6.2.0 Good...

anna_arun · ‎2014-09-23

Very Good Update .

Grievous · ‎2014-09-23

Thanks

canfeng_li · ‎2014-09-24

Great upgrade.

Hephaestus1 · ‎2014-09-25

Yes, good, but... on boxes using non-ECC RAM, what is the point of:

Another layer of data protection has been added with automatic bitrot protection. This feature will now both detect and correct data corruption due to media degradation on redundant RAID volumes

TeknoJnky · ‎2014-09-25

+1

garyd9 · ‎2014-09-25

Hephaestus wrote:
Yes, good, but... on boxes using non-ECC RAM, what is the point of:
Another layer of data protection has been added with automatic bitrot protection. This feature will now both detect and correct data corruption due to media degradation on redundant RAID volumes

Not related to ECC RAM. The following article might be helpful: http://arstechnica.com/information-tech ... lesystems/

Hephaestus1 · ‎2014-09-25

garyd9 wrote:
Hephaestus wrote:
Yes, good, but... on boxes using non-ECC RAM, what is the point of:
Another layer of data protection has been added with automatic bitrot protection. This feature will now both detect and correct data corruption due to media degradation on redundant RAID volumes
Not related to ECC RAM. The following article might be helpful: http://arstechnica.com/information-technology/2014/01/bitrot-and-atomic-cows-inside-next-gen-filesystems/

I am familiar with the Ars Technica article.

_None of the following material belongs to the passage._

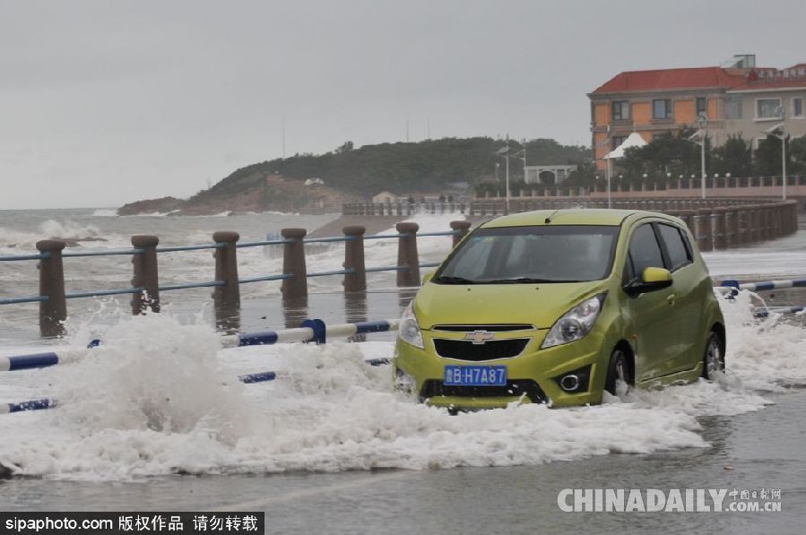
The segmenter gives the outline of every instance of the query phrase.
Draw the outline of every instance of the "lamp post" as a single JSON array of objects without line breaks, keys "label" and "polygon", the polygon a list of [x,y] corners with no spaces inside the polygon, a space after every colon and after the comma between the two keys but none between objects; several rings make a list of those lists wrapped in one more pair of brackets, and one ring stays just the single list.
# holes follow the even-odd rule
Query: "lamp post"
[{"label": "lamp post", "polygon": [[505,203],[505,212],[509,213],[509,145],[504,145],[496,151],[496,156],[499,156],[507,160],[507,201]]},{"label": "lamp post", "polygon": [[[596,149],[599,147],[605,147],[611,144],[611,136],[610,136],[610,125],[607,125],[607,132],[605,133],[604,139],[596,143]],[[607,154],[609,154],[608,152]],[[611,208],[612,203],[611,203],[610,196],[610,177],[612,175],[612,169],[611,168],[611,159],[608,158],[608,155],[604,155],[604,178],[607,180],[607,207]],[[595,156],[595,155],[594,155]]]},{"label": "lamp post", "polygon": [[776,109],[776,115],[781,119],[781,178],[784,185],[781,187],[781,197],[786,200],[786,133],[784,130],[784,124],[786,122],[786,112],[782,104]]},{"label": "lamp post", "polygon": [[702,175],[702,197],[706,198],[706,136],[707,135],[707,132],[706,132],[706,126],[708,125],[708,117],[706,117],[703,114],[699,114],[697,116],[697,124],[699,125],[699,130],[702,132],[702,139],[699,140],[699,164],[700,164],[700,174]]}]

It makes simplifying assumption that RAM is 100% error free, and talks only about disk data corruption (note also that the Netgear ReadyNAS is not using BTRFS native RAID configuration).

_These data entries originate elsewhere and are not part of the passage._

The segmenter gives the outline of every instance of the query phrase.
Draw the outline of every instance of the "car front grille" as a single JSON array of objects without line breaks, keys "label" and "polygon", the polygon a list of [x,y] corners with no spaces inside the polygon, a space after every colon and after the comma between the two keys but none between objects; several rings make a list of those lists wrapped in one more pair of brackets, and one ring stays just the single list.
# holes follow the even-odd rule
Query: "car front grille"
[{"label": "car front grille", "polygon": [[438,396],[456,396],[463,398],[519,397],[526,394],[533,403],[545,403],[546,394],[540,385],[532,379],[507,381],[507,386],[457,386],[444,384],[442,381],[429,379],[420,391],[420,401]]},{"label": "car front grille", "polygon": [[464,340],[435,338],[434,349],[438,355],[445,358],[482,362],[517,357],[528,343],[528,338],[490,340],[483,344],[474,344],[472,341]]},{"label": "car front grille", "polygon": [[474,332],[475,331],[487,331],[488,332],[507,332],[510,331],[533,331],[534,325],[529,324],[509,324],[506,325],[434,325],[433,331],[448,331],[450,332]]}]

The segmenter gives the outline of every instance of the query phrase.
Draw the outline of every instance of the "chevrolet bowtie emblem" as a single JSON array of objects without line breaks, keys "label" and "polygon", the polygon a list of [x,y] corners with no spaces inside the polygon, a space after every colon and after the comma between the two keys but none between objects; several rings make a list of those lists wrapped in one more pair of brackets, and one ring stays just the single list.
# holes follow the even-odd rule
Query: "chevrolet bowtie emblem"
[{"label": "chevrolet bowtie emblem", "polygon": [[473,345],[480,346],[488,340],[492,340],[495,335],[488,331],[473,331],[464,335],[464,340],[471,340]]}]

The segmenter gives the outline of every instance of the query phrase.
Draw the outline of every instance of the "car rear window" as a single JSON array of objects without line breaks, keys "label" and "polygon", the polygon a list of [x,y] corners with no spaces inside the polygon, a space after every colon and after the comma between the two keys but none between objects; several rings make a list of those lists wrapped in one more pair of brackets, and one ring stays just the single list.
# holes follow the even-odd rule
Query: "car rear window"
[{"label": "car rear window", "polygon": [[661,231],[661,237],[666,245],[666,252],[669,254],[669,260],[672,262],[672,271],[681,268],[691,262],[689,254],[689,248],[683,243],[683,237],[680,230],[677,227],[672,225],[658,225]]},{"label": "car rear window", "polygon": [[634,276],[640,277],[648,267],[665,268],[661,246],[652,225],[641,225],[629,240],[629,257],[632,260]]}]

It appears to be questionable to provide "(...) automatic bitrot protection [which] will now both detect and correct data corruption due to media degradation" when another source of random bit errors remains: non-ECC RAM. See for example Google's study "DRAM Errors in the Wild: A Large-Scale Field Study": http://www.cs.toronto.edu/~bianca/papers/sigmetrics09.pdf

StephenB · ‎2014-09-25

Hephaestus wrote:
It appears to be questionable to provide "(...) automatic bitrot protection [which] will now both detect and correct data corruption due to media degradation" when another source of random bit errors remains: non-ECC RAM. See for example Google's study "DRAM Errors in the Wild: A Large-Scale Field Study": http://www.cs.toronto.edu/~bianca/paper ... rics09.pdf

Of course non-ECC RAM is also used in the clients that are reading/writing the data, and the routers and switches that are forwarding it.

The study is interesting, thx for sharing it.

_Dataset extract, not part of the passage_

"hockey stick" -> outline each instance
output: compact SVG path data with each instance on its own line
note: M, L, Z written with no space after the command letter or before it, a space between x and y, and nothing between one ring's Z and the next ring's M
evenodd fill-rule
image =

I don't quite buy your assessment though - just because you aren't protected against all failure modes doesn't mean there is no value in being protected against some.

garyd9 · ‎2014-09-25

The fact is that, at least since the days of sealed HDD's, I've never actually seen so-called bit-rot. (I've seen errors in open drives, but those could have easily been a bit (no pun intended) of dust on the platter.) I'm not saying that it doesn't happen, but I've never seen it.

However, I have seen people on this forum asking for "bitrot" protection and correction and referencing that article. I've even seen people complaining that btrfs has built in mechanisms for dealing with that and netgear doesn't use it. So, the SE's put it (or something like it) in. Maybe it's just a marketing point. Maybe it's worth something. (Actually, I'm kind of curious about their implementation when the CRC's are coming from btrfs and the redundancy is coming at a lower level.)

Sure, there are other points of failure. In the real world, the biggest point of failure can't be addressed. That would be the users. A human being is hundreds if not millions of times more likely to cause data corruption than any decent non-ECC memory chip (that has passed quality controls) or hard drive.

It's not perfect, and even with fully ECC memory I could find failure points without a human interfering, but it's perhaps better than nothing.

Gary

Hephaestus1 · ‎2014-09-25

Well, it is never black and white, is it. While non-ECC RAM is commonly used, the fact is that every link in the chain would benefit from using ECC RAM - at increased equipment cost. Netgear agrees with that: more expensive ReadyNAS models (516, 716) already use ECC RAM. Historically one could predict that when the ECC RAM prices drop down even more, it will eventually be used in less expensive boxes. I have to agree however that my assessment is a bit over pessimistic: chances of both RAM and disk errors happening at the same time while scary, are statistically very, very low. One could probably argue that not having a dual (triple?), redundant power supply is possibly more important... and so on.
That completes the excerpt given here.